Il était à Mossoul, en Irak, le 19 juin dernier, quand une mine a explosé et tué trois de ses collègues et amis. Le journaliste Samuel Forey était l'invité de la matinale d'Europe 1 pour témoigner de l'horreur qu'il a vécue.

"Un chaos". Physiquement, il va "très bien", assure-t-il, malgré quelques éclats sur le visage et sur le bras gauche. Il n'évoque pas son psychisme qui, on le croit volontiers, n'oubliera pas les événements. Il y a dix jours, il était en reportage pour Le Figaro à Mossoul, en passe d'être reconquise par les forces irakiennes. Il suivait une unité des forces spéciales vers 6h du matin. "On était dans les combats, on avançait jusqu'à arriver à une position qui avait été contrôlée la veille, dans une ancienne école." Le journaliste a ensuite progressé dans la vieille ville, maison par maison. "Il faut imaginer un chaos, des voitures dans les maisons, des escaliers dans les rues, des gravats partout. C'est déjà difficile de se déplacer, ça tire, ça bombarde." C'est au moment où il rebrousse chemin pour regagner l'école qu'une mine explose.

Entendu sur europe1 :
Ils étaient à deux mètres de moi. Je les vois à terre, inconscients, les chairs brûlées, déchirées.
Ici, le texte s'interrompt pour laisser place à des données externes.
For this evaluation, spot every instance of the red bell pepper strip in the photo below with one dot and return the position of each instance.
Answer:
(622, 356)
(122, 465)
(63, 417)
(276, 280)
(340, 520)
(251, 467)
"Je les vois à terre". "On a l'impression que le monde éclate tout d'un coup. On perd les repères. Le cerveau est saturé, on ne voit plus rien, on n'entend plus rien, on est frappé par un souffle d'air ardent. J'ai réussi à ne pas tomber tout en faisant attention où je marchais. Le souffle d'air m'a rejeté dans une sorte de guérite, ce qui à mon avis m'a sauvé la vie." Autour de lui, il y avait les journalistes Véronique Robert, Stéphan Villeneuve et leur fixeur irakien Bakhtiyar Haddad. "Ils étaient à deux mètres de mois. Je les vois à terre, inconscients, les chairs brûlées, déchirées. Je comprends que ça va mal. C'est difficile de réaliser ce qui se passe à ce moment là. J'appelle le soldat irakien qui était à cinq, dix mètres de nous de l'autre côté d'un mur."

"Faire quelque chose de ça". Ses trois collègues vont mourir très peu de temps après, et dans les jours qui viennent dans le cas de Véronique Robert. "J'ai une chance immense. Il va falloir faire quelque chose de ça", notamment pour la mémoire de ceux qui n'ont pas survécu. Samuel Forey a d'ores et déjà écrit un article pour Le Figaro racontant ce calvaire. Il y rend aux hommage aux trois disparus, notamment à Bakhtiyar Haddad, avec qui il parlait dans les moments d'accalmie de batailles et d'amour sur des canapés défoncés dans des maisons éventrées, un des hommes sans qui les journalistes ne pourraient pas savoir ce qui se passe en Irak. "On a toujours besoin de passeurs, qui parlent des langues étrangères, mais on a aussi besoin de gens qui savent se mettre à la place des autres, qui permettent de se projeter." Le journaliste le rappelle aussi, même si Mossoul tombera, la guerre en Irak n'est pas finie et personne ne peut dire pour l'instant quand le pays retrouvera la paix.